We will only approve a mortgage request where you can demonstrate a clear ability to repay the mortgage. This is to ensure that you do not find yourself in a situation where you may face difficulties in paying the mortgage and have an overwhelming financial commitment.
We will therefore ask for some financial information and supporting documentation to help us to assess whether or not you can afford to repay the loan. The information required can vary depending on your specific circumstances.
- A completed application form which includes:
- A summary of your monthly income and expenditure
- A summary of your assets and liabilities,
- Minimum six months bank statements and three months payslips
- Last three years tax certificates (P7)
- Any other relevant documentation is requested (which will depend on your circumstances)
- If you are self-employed we will require copies of your latest tax return and 1-3 years' financial accounts for your business.
Ability to repay
Based on your overall financial circumstances, we will then calculate the mortgage cost and assess whether or not you can afford to repay the mortgage. Please note that no reliance should be placed by you on our analysis of your ability to afford the mortgage or make the required payments throughout the duration of the mortgage.
In all mortgage circumstances, we will assess your application based on the interest rate for the mortgage, along with a further 3% stress test added to the interest rate. This is to factor in how the payment might increase if the Bank of England base rate were to increase by 3% and whether you could still afford to repay the mortgage. It is important to remember, however, that potentially interest rates could increase by more than 3%.

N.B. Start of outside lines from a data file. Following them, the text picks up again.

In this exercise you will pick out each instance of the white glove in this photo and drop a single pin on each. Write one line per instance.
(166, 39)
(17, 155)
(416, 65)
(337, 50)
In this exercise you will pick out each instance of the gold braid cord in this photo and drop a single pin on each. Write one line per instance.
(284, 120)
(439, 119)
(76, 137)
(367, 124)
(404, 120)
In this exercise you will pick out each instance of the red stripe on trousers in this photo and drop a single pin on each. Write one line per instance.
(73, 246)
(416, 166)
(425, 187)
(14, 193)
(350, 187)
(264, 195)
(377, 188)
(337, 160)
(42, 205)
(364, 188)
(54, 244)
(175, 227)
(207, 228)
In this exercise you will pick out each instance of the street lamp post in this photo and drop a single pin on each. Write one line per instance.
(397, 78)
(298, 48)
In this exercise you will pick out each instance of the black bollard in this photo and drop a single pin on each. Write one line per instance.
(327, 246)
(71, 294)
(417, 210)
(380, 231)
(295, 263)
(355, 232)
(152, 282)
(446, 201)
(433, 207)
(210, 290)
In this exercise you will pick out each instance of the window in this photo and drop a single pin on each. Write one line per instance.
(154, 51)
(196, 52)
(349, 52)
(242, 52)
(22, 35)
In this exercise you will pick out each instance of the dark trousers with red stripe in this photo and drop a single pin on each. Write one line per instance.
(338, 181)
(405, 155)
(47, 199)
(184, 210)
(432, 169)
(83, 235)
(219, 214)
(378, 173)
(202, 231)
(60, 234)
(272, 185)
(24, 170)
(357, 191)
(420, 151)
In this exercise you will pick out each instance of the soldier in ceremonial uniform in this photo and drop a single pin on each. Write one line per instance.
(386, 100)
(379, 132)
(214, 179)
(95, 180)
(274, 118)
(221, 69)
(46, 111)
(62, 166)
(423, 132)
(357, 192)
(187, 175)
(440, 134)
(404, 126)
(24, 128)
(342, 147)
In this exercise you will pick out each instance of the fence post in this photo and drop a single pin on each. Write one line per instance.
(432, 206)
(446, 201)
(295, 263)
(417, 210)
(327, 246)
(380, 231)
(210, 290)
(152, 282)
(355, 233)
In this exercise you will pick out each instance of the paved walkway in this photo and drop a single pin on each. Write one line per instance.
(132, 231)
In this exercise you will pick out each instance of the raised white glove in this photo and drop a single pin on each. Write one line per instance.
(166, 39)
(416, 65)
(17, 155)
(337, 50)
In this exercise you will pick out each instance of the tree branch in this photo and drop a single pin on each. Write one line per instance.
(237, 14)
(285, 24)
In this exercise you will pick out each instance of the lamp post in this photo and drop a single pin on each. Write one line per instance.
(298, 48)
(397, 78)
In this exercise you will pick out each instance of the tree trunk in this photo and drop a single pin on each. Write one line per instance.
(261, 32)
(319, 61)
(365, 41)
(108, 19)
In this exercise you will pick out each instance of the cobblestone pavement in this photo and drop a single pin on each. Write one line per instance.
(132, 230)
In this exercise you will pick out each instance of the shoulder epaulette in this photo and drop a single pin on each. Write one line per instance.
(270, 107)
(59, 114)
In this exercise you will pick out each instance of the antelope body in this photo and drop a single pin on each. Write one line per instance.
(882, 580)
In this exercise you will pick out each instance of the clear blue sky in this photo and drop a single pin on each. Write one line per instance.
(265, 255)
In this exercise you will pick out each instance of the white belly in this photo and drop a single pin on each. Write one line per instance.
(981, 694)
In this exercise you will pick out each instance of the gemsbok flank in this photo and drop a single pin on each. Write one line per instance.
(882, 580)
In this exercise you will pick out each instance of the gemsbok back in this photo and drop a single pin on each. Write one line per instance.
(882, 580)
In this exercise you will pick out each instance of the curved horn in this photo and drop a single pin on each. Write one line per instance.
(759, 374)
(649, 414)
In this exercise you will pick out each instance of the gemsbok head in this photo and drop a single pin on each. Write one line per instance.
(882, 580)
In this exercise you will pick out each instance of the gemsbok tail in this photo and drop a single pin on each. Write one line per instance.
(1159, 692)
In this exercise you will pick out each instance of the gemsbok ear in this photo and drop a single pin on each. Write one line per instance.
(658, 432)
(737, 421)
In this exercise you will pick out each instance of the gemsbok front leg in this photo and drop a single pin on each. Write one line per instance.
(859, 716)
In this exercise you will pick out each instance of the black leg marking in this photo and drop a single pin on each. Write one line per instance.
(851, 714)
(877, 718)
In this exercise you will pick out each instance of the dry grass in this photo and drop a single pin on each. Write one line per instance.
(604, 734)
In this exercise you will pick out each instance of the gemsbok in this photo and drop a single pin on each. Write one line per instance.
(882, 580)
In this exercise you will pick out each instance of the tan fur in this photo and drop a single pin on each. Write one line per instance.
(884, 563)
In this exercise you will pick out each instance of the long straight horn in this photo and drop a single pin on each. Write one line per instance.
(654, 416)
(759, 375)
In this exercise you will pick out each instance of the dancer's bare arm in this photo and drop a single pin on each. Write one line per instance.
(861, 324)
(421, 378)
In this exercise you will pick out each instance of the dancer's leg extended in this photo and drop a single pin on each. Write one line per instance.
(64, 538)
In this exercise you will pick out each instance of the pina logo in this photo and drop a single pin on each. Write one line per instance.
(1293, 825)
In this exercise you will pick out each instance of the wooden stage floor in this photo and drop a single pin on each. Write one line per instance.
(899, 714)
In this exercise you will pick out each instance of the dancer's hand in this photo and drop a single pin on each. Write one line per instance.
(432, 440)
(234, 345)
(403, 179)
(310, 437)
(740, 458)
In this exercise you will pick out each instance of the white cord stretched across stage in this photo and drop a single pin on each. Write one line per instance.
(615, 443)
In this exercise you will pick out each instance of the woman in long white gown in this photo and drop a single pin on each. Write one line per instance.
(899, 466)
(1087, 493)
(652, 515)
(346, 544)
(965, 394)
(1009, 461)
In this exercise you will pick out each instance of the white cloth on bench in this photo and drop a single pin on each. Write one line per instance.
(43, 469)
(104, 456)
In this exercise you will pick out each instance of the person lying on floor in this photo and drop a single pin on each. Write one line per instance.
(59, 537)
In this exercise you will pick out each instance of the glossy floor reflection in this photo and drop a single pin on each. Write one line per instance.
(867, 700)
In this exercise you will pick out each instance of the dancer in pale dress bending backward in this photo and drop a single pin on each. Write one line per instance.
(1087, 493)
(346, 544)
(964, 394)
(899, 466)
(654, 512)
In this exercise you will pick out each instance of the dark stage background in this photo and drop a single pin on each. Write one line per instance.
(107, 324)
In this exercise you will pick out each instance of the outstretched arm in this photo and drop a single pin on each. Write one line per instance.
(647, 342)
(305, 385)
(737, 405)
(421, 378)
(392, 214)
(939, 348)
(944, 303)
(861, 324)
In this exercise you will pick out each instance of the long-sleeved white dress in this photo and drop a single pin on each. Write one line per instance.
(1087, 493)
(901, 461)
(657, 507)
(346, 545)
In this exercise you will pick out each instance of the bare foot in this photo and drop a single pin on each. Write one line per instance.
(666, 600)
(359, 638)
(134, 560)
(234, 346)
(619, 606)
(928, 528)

Furthermore, in the event that your base currency (the main currency of your income) is in a different currency from the loan, there is a risk that a negative development in the rate of exchange between the two currencies could increase the cost of meeting the loan repayments. Therefore, we will also apply a 20% stress test to the exchange rate applicable at the time. This is to assess whether or not you could continue to afford to pay the mortgage in the event that the foreign exchange rate were to move against you. Please note that borrowing in any currency other than your base currency entails a high degree of risk and that potentially the exchange rate could move by more than 20%.